Patrick Gamble: The Portuguese Nun is a film with a myriad of different themes, how would you describe the film to someone who hasn’t seen it and what would you say was your primarily focus when creating The Portuguese Nun?
Eugène Green: As you observe, it is a tapestry of interweaving themes. To describe it very briefly, it is about a young actress who, during a brief stay in Lisbon, discovers, through the mysteries of that city, certain things about the relationship between human and spiritual love, art and nature, myth and reality, leading to an epiphany which gives a meaning to her life.
PG: It’s fascinating to see the themes from the book filter through the film the characters are making, and then again through the actions of Julie. How did the idea come about for Julie’s character to mirror the actions of her role within the film?
EG: As for all my works of fiction, films and novels, the central idea came to me, a long time ago, in a flash: it was that of an actress come to Lisbon to play the role of Mariana in a film inspired by Les Lettres Portugaises, and who becomes fascinated by a real nun praying in a chapel. I don’t know where the flashes come from, but once they have occurred, the rest falls into place naturally.
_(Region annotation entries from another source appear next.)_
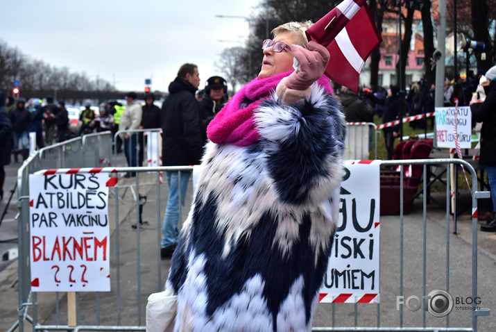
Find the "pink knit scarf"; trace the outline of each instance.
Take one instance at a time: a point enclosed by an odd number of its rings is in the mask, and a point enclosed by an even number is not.
[[[246,84],[217,113],[207,127],[207,136],[217,144],[230,143],[248,147],[260,138],[253,114],[264,99],[275,91],[280,81],[293,72],[287,72],[266,78],[258,77]],[[318,81],[327,92],[332,93],[329,79],[323,76]],[[249,103],[241,108],[243,103]]]

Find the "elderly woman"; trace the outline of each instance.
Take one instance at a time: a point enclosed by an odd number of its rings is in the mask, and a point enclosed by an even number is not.
[[[175,331],[310,331],[327,267],[345,124],[329,53],[291,22],[258,77],[211,122],[193,207],[166,283]],[[293,68],[293,57],[299,69]]]

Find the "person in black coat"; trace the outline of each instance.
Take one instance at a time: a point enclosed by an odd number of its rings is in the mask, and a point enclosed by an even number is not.
[[[169,85],[169,94],[160,113],[162,163],[164,166],[198,165],[203,153],[200,105],[195,92],[200,85],[196,65],[181,66],[178,76]],[[181,206],[184,206],[190,173],[166,172],[169,200],[164,217],[160,251],[162,258],[171,257],[178,243],[179,221],[179,181]]]
[[[36,133],[36,145],[38,149],[45,146],[43,142],[43,108],[41,101],[34,99],[31,102],[29,112],[31,114],[31,124],[29,126],[30,133]]]
[[[201,134],[203,144],[207,143],[207,127],[216,114],[228,102],[228,83],[221,76],[212,76],[207,80],[205,94],[200,101]]]
[[[3,198],[5,169],[3,166],[10,163],[12,152],[12,124],[5,109],[5,97],[0,91],[0,199]]]
[[[484,87],[486,99],[470,101],[472,122],[482,122],[481,129],[481,150],[479,163],[486,167],[491,192],[493,213],[486,224],[481,225],[481,231],[496,231],[496,66],[492,67],[484,75],[490,81]]]
[[[65,101],[61,100],[58,102],[58,114],[56,117],[57,140],[64,142],[69,136],[69,113],[65,108]]]
[[[17,163],[17,155],[19,152],[23,158],[28,158],[29,149],[28,131],[31,119],[29,111],[26,108],[26,99],[19,98],[16,102],[16,108],[10,111],[10,122],[14,136],[14,158]],[[21,142],[21,149],[19,149],[19,142]]]
[[[397,85],[391,85],[388,90],[388,97],[384,103],[382,123],[385,124],[397,119],[400,107],[400,88]],[[386,144],[386,150],[388,152],[388,160],[391,160],[395,153],[395,139],[398,135],[397,125],[386,127],[382,129],[382,131],[384,134],[384,143]]]

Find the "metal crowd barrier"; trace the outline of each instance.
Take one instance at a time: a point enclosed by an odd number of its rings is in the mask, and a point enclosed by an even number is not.
[[[379,133],[373,122],[348,123],[346,126],[344,159],[370,159],[371,156],[369,156],[369,152],[373,144],[375,147],[373,159],[377,159],[377,135]]]
[[[67,150],[66,150],[67,151]],[[160,259],[160,240],[162,237],[162,222],[160,216],[163,215],[164,204],[161,201],[165,199],[164,190],[166,185],[160,186],[159,183],[159,173],[163,171],[191,172],[191,167],[107,167],[101,172],[111,172],[119,175],[124,172],[136,172],[135,178],[124,179],[119,178],[115,189],[114,199],[109,199],[109,219],[111,224],[111,291],[108,292],[78,292],[77,299],[77,321],[76,326],[69,326],[66,323],[67,310],[62,299],[64,294],[36,293],[31,292],[29,269],[29,192],[28,176],[40,169],[36,165],[39,157],[31,156],[19,170],[19,192],[18,215],[19,224],[19,331],[23,331],[24,321],[31,323],[33,331],[145,331],[146,318],[145,307],[146,298],[152,293],[163,288],[166,272],[170,266],[169,260]],[[68,158],[63,158],[67,162]],[[472,166],[464,160],[458,159],[426,159],[408,160],[381,161],[383,166],[401,165],[400,193],[399,197],[391,197],[391,199],[399,199],[400,212],[399,216],[390,217],[388,222],[395,223],[399,227],[396,232],[397,238],[383,239],[381,243],[381,295],[380,304],[332,304],[332,308],[328,310],[328,306],[320,304],[314,319],[312,331],[477,331],[477,318],[479,316],[489,315],[488,309],[477,308],[476,304],[470,305],[472,310],[470,314],[462,317],[467,319],[466,326],[452,326],[450,321],[459,323],[459,319],[452,314],[448,315],[445,319],[444,326],[439,327],[439,319],[432,320],[428,313],[423,312],[422,322],[415,320],[413,323],[409,321],[404,315],[406,310],[402,306],[401,310],[394,311],[395,299],[391,299],[386,294],[392,293],[397,296],[404,296],[405,298],[412,291],[410,283],[419,285],[416,293],[419,296],[426,296],[427,286],[433,284],[447,292],[456,290],[450,288],[452,276],[456,277],[459,271],[457,265],[450,265],[450,255],[452,255],[452,247],[450,240],[453,241],[453,234],[450,232],[450,217],[449,211],[449,188],[450,188],[450,165],[451,164],[463,165],[466,171],[472,177],[472,211],[477,209],[477,199],[488,197],[488,192],[477,190],[477,176]],[[69,165],[71,165],[69,163]],[[404,215],[403,205],[403,179],[404,173],[403,169],[408,165],[423,165],[423,202],[422,206],[422,219],[418,215]],[[427,211],[426,189],[427,179],[425,176],[426,166],[435,165],[439,167],[445,165],[447,168],[446,183],[447,210],[445,213],[445,238],[436,238],[436,242],[427,243],[428,222],[430,223],[429,215]],[[78,172],[89,172],[88,169]],[[153,172],[150,173],[150,172]],[[145,178],[146,185],[142,181]],[[146,182],[147,180],[153,180]],[[134,183],[137,190],[144,195],[153,197],[149,199],[151,206],[141,209],[139,201],[129,197],[119,197],[119,189],[121,185]],[[188,190],[187,206],[191,204],[192,197],[192,186]],[[156,197],[156,198],[155,198]],[[110,209],[112,204],[112,210]],[[142,206],[141,206],[142,208]],[[140,210],[144,210],[147,216],[153,216],[155,220],[148,225],[139,224],[141,219]],[[412,219],[407,218],[412,217]],[[182,216],[184,219],[184,216]],[[384,224],[386,217],[382,217],[382,224]],[[405,231],[412,224],[421,224],[420,234],[411,233]],[[131,225],[135,225],[132,230]],[[477,220],[472,218],[472,252],[471,267],[468,274],[470,277],[466,285],[461,286],[462,289],[470,289],[470,296],[472,299],[479,297],[477,291]],[[135,233],[134,233],[135,232]],[[428,236],[428,235],[429,236]],[[413,237],[413,239],[412,239]],[[134,240],[133,240],[134,239]],[[412,253],[406,250],[407,245],[411,241],[416,243],[418,252]],[[393,247],[395,243],[399,249]],[[439,247],[443,243],[443,248]],[[427,250],[428,245],[434,245],[435,252]],[[452,250],[450,250],[450,249]],[[112,252],[112,251],[114,251]],[[382,263],[383,255],[393,255],[394,264],[387,265]],[[419,255],[422,259],[419,260]],[[413,258],[416,259],[412,259]],[[453,259],[453,258],[452,258]],[[433,265],[444,266],[445,272],[443,275],[436,275],[434,277],[429,274]],[[422,272],[421,278],[411,280],[411,271]],[[420,281],[421,279],[421,281]],[[459,286],[456,286],[458,290]],[[393,288],[393,290],[391,289]],[[28,310],[31,315],[28,315]],[[420,314],[419,314],[420,315]],[[375,322],[373,317],[375,315]],[[348,319],[348,320],[347,320]],[[451,319],[451,320],[450,320]],[[341,322],[343,320],[343,322]],[[361,320],[361,324],[359,324]],[[465,322],[463,320],[463,322]],[[350,323],[348,324],[348,323]],[[432,325],[434,324],[434,325]],[[434,326],[434,327],[431,327]]]

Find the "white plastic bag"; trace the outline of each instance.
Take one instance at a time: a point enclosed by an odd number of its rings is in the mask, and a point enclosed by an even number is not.
[[[177,313],[177,295],[165,290],[151,294],[146,304],[146,331],[172,332]]]

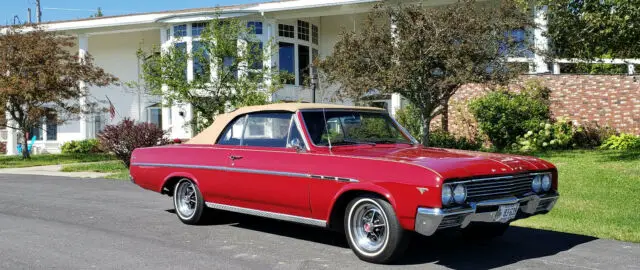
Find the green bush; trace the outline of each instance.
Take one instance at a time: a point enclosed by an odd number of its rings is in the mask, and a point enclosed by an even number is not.
[[[609,137],[601,146],[601,149],[609,150],[636,150],[640,149],[640,136],[622,133]]]
[[[411,136],[416,138],[420,143],[423,143],[422,115],[413,104],[407,104],[397,110],[395,118],[400,125],[411,133]]]
[[[550,90],[536,81],[527,82],[520,93],[497,89],[469,103],[478,128],[497,150],[517,142],[518,136],[550,120]]]
[[[524,135],[518,136],[518,142],[513,145],[514,150],[533,152],[573,148],[576,131],[571,121],[561,119],[555,123],[541,122]]]
[[[97,139],[66,142],[60,148],[63,154],[100,153],[100,142]]]
[[[429,134],[429,146],[462,150],[480,150],[482,143],[479,139],[472,141],[465,137],[456,138],[446,131],[434,130]]]

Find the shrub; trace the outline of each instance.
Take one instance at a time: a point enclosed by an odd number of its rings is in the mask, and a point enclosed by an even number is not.
[[[573,135],[573,142],[578,148],[596,148],[613,135],[618,135],[618,132],[611,127],[588,123],[577,129]]]
[[[100,142],[97,139],[66,142],[60,148],[63,154],[99,153]]]
[[[527,82],[520,93],[497,89],[469,103],[478,128],[498,150],[517,142],[518,136],[535,129],[550,119],[550,90],[541,84]]]
[[[472,141],[465,137],[456,138],[446,131],[434,130],[429,134],[429,146],[462,150],[479,150],[482,148],[482,143],[479,139]]]
[[[420,114],[420,111],[418,111],[413,104],[407,104],[397,110],[395,118],[400,125],[411,133],[411,136],[416,138],[420,143],[423,143],[422,114]]]
[[[151,123],[135,123],[128,118],[117,125],[106,126],[98,140],[104,150],[115,154],[127,168],[134,149],[169,143],[162,128]]]
[[[518,136],[518,142],[513,146],[514,150],[520,152],[569,149],[575,147],[575,133],[576,128],[571,121],[560,119],[555,123],[541,122],[524,135]]]
[[[601,149],[609,150],[636,150],[640,149],[640,136],[622,133],[609,137],[601,146]]]

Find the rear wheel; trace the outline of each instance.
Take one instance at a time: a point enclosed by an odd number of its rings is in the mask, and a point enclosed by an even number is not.
[[[471,223],[462,229],[462,235],[468,240],[487,241],[502,236],[509,228],[509,223]]]
[[[204,212],[204,199],[198,186],[187,178],[180,179],[173,191],[173,206],[180,221],[198,224]]]
[[[347,242],[361,260],[390,263],[407,248],[408,236],[385,200],[373,196],[353,199],[344,221]]]

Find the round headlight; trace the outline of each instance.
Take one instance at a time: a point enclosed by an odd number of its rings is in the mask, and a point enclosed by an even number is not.
[[[453,190],[451,186],[442,186],[442,205],[449,205],[453,202]]]
[[[531,189],[533,192],[539,193],[542,190],[542,177],[540,175],[536,175],[533,177],[533,182],[531,182]]]
[[[542,176],[542,190],[549,191],[551,189],[551,176],[545,174]]]
[[[465,188],[463,184],[456,185],[456,188],[453,189],[453,200],[458,204],[462,204],[466,199],[467,188]]]

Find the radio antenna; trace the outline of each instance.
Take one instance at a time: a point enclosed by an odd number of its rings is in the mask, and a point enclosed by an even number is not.
[[[327,142],[329,142],[329,154],[333,155],[333,151],[331,151],[331,134],[329,133],[329,123],[327,123],[327,114],[325,113],[324,108],[322,108],[322,118],[324,118],[324,128],[327,130]]]

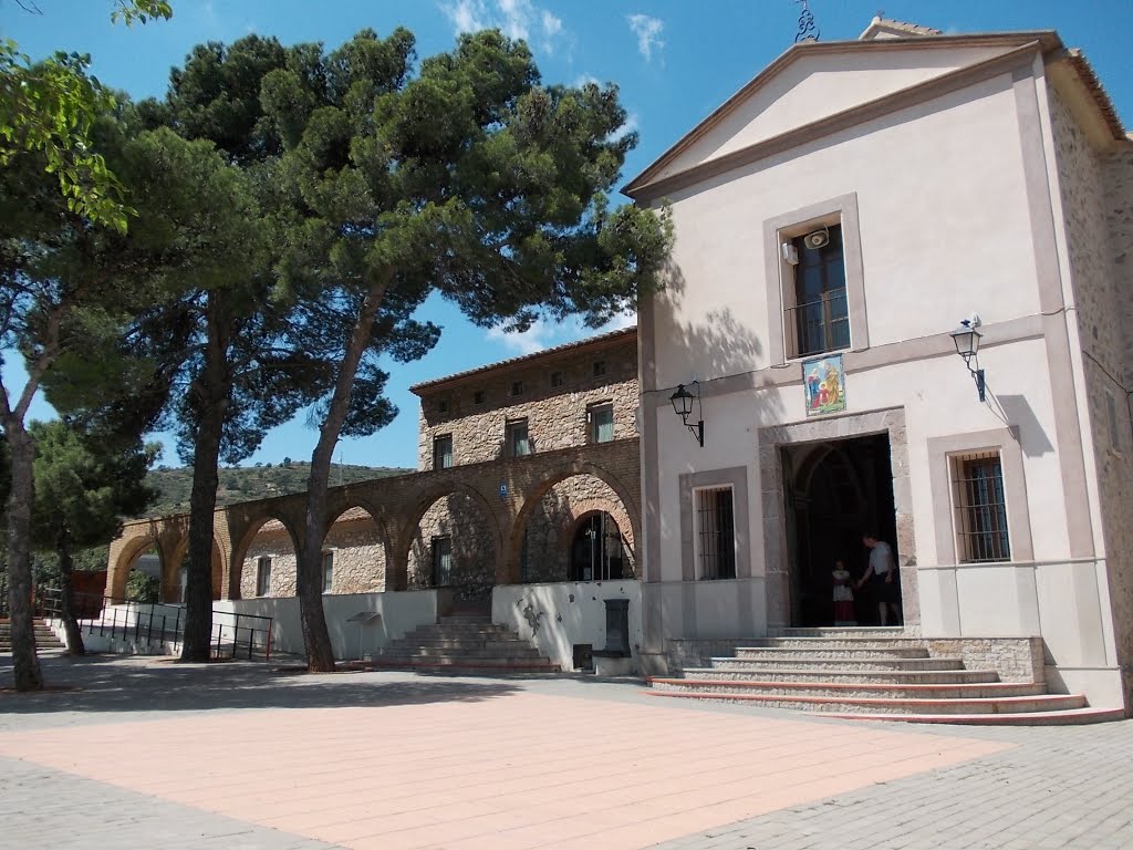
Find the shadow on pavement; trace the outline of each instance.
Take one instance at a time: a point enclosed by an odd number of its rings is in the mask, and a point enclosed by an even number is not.
[[[480,702],[517,692],[499,681],[400,677],[375,681],[352,671],[304,675],[263,662],[177,664],[113,655],[41,657],[48,690],[10,690],[11,657],[0,658],[0,714],[198,712],[220,708],[341,708]]]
PG: Your approach is very unconventional (especially your use of frontal shots during dialogue scenes), dividing even the most astute of cinema audiences, was their ever a worry that your unusual style may not gel effectively?
EG: I wanted to make films since the age of sixteen. When I got to shoot my first feature, Toutes les nuits (2001), I was more than fifty. I had had a lot of time to think about what I wanted to do, and how to do it. I continue to use the same elements of style as in that first film, because they seem to me necessary and efficient in relation to what I am trying to achieve. I could not imagine doing otherwise.
PG: There are some sly jokes hidden within the film’s dialogue including a rather tongue in cheek conversation between Julie and her make-up artist – Is this self-awareness of the film’s distinctive and unusual style there to lighten the mood or as a defence against those who may see the film as a needlessly eccentric piece of art?
EG: It is both. It is a way at laughing at myself and at my adversaries at the same time. That’s very democratic, don’t you think so? In general, elements of humour come naturally in all my work, even though the themes are very serious.
PG: The film’s dialogue, whilst quite jarring when compared to the language of most films still has an incredibly naturalistic feeling – unafraid to include the awkwardness of real life. Is this something you look to achieve intentionally or does it naturally evolve?
EG: I usually find “naturalistic” dialogue – and acting – terribly false. What I aim at, in writing my dialogues, is interior truth. I hope to make the audience see and hear the characters’ soul. I therefore try to express very deep feelings with very simple words, in rigorous grammatical constructions. The aspect of the language to which you refer is very intentional, and difficult to accomplish: achieving simplicity is a very complicated thing.
PG: Aside from the film’s rich tapestry of ideas there’s also some magnificent wide angle shots of Lisbon which helps the audience become as intoxicated with the city as Julie does. Is Lisbon a place you’ve always wanted to capture in this way or did it evolve organically whilst filming there?
EG: I have a very powerful and mysterious relation to Lisbon, and of course, the city is one of the two main characters, with Julie, and was present from the first conception of the film as an indispensable element.
PG: What‘s next in the pipeline?
EG: I hope to shoot this summer, mainly in Italy, a film called La Sapience or La Sapienza. It takes place today, but the central character is an architect who is obsessed by the great baroque architect Franceso Borromini, who will be present through his architecture and references to his life. Like all my projects, we have much difficulty in financing it, and the existence of the film will be decided on in the next few weeks. I also have another project in Portugal.